Tuberculosis control programs are among the oldest public health
campaigns (dating back 125 years) but are not nearly as successful as
they should be. Despite effective drugs having been available for over
50 years, TB still kills a million people a year, making it the world's
single deadliest infectious disease after AIDS. When those who work in
the field of TB want to be cheerful they stress that TB is no longer the
killer that it used to be; there has been a drop in mortality of 45
percent in the past 25 years. But in reality that is not very good. It
is certainly nowhere near good enough to meet the World Health
Organization's (WHO) own target - to reduce by 2035 the incidence of the
disease to the kind of levels seen, for instance, in North America.
"It's not going to happen," admits Suvanand Sahu, deputy executive
secretary of the Stop TB Partnership, "not in our lifetime nor in our
children's lifetime.
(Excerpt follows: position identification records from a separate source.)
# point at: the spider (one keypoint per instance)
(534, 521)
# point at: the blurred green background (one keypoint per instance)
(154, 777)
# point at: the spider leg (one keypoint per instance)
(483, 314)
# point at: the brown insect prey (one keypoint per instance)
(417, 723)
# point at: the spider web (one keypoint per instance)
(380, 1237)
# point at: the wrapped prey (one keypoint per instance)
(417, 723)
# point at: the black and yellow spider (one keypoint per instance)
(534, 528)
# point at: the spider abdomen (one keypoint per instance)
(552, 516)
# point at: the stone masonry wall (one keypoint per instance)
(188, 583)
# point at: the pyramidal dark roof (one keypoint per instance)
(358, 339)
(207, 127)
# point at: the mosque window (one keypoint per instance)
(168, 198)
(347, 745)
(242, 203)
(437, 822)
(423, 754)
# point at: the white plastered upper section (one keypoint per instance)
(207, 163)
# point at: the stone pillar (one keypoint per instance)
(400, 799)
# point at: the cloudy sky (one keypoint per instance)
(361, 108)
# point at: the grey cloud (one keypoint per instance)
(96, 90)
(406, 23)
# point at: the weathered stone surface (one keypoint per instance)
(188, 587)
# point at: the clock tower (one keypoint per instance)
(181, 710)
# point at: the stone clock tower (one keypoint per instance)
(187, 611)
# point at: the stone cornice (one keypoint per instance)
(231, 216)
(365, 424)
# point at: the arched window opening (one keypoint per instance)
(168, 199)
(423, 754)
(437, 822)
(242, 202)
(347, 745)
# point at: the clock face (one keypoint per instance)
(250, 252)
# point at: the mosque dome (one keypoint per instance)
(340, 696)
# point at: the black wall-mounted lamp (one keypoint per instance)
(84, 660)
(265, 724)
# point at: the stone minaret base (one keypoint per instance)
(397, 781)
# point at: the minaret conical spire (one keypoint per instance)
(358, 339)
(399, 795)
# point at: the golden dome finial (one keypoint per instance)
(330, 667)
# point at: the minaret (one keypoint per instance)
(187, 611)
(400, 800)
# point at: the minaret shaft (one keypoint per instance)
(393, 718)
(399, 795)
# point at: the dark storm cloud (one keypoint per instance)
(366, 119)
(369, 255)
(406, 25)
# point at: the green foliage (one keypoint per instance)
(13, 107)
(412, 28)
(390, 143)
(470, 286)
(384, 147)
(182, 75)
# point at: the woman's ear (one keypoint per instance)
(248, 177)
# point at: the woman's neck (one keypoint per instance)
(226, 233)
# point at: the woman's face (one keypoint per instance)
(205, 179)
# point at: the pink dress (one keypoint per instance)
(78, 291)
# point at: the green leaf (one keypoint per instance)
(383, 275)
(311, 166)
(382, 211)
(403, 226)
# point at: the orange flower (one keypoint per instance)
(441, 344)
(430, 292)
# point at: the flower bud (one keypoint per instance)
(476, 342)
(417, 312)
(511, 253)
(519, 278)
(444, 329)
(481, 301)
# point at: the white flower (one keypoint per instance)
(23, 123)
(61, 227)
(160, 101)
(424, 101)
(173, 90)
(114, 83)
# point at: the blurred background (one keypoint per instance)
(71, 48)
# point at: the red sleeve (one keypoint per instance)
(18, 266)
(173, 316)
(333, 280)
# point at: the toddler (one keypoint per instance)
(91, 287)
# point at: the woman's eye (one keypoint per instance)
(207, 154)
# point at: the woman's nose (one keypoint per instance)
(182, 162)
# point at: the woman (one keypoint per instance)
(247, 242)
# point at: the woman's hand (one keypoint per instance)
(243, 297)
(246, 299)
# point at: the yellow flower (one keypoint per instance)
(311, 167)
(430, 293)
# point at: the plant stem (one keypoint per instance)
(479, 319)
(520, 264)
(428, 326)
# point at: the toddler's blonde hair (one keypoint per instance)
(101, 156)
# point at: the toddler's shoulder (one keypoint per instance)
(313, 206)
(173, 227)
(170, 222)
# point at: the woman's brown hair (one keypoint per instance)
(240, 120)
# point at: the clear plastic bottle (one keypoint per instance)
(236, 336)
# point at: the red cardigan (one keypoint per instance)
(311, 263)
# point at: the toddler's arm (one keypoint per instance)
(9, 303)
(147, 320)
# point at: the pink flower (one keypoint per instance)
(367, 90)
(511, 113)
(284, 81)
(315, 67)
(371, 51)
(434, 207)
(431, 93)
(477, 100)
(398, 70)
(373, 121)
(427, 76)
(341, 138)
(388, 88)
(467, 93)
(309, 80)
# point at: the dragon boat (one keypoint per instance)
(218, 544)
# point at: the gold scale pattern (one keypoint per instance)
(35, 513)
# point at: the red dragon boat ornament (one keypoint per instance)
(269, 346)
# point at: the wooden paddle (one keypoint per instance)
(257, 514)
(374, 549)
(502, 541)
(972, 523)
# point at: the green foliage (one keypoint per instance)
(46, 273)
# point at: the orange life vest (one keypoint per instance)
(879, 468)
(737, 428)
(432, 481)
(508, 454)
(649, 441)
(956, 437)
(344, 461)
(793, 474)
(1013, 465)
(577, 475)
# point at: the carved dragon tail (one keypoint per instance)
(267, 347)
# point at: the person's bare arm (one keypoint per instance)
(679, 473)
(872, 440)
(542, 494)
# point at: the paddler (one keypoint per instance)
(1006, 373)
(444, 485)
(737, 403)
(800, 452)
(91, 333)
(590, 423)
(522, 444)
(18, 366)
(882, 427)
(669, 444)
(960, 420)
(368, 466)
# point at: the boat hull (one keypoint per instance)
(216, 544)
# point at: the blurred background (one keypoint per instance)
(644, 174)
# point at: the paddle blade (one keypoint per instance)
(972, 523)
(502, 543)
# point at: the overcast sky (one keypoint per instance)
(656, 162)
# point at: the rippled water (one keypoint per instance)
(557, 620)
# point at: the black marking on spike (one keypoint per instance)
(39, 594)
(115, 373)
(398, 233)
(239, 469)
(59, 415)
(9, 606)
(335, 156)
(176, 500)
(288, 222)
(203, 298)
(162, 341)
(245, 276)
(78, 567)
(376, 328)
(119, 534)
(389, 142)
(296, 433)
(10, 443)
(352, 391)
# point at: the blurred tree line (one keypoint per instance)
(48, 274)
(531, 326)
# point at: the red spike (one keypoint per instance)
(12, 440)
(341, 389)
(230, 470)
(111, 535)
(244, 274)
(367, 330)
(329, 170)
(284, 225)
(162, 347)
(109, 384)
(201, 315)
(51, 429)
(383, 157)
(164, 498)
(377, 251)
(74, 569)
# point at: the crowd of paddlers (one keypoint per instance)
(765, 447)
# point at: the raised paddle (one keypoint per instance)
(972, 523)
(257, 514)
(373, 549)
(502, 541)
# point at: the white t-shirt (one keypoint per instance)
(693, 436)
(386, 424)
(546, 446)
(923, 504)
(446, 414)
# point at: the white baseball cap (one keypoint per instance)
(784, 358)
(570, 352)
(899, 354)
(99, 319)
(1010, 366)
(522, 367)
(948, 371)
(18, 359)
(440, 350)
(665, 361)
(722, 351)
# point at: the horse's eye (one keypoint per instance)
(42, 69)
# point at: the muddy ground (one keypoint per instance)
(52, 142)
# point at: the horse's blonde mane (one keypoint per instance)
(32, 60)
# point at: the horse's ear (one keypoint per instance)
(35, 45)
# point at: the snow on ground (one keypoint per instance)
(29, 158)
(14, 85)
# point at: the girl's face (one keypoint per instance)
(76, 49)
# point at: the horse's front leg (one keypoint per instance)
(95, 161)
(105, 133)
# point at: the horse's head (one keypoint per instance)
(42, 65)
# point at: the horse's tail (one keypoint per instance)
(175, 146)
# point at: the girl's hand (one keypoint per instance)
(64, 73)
Business as usual will not get us there."

Patients treated at a tuberculosis hospital |
Even more discouragingly, it is by no means clear that the 45 percent
reduction is the result of national and international TB control
programs. TB had already ceased to be a threat in most of Europe and
North America by the 1960s, before the development of effective drugs.
When people are better housed, better fed, and generally enjoy a more
satisfactory standard of living, TB tends to fade away. A new report by
the Economist Intelligence Unit (EIU) points out that the reduction in
TB correlates far more closely with a country's score on the Human
Development Index than it does with the intensity of the effort it puts
into disease control.
The report puts its finger on what it calls a lack of focus by those
working on the disease. Part of the problem, it says, is a tendency to
think of TB as a kind of "background noise", something which is always
there and attracts no particular sense of urgency. There has also been a
failure to understand the way in which the disease is concentrated in
certain vulnerable populations, and to act accordingly. Encouraging
national figures for the incidence of TB can conceal pockets of much
higher infection rates. David Moore, professor of infectious diseases at
the London School of Hygiene and Tropical Medicine, told a meeting in
London to launch the report that even the UK's own low national rates
conceal much higher levels in the capital. "And even within London,
rates are not uniform," he told his listeners. "There are some boroughs
of London where the incidence of TB is between 70 and 150 per 100,000 of
the population per year, which is about the rate of TB in Sudan."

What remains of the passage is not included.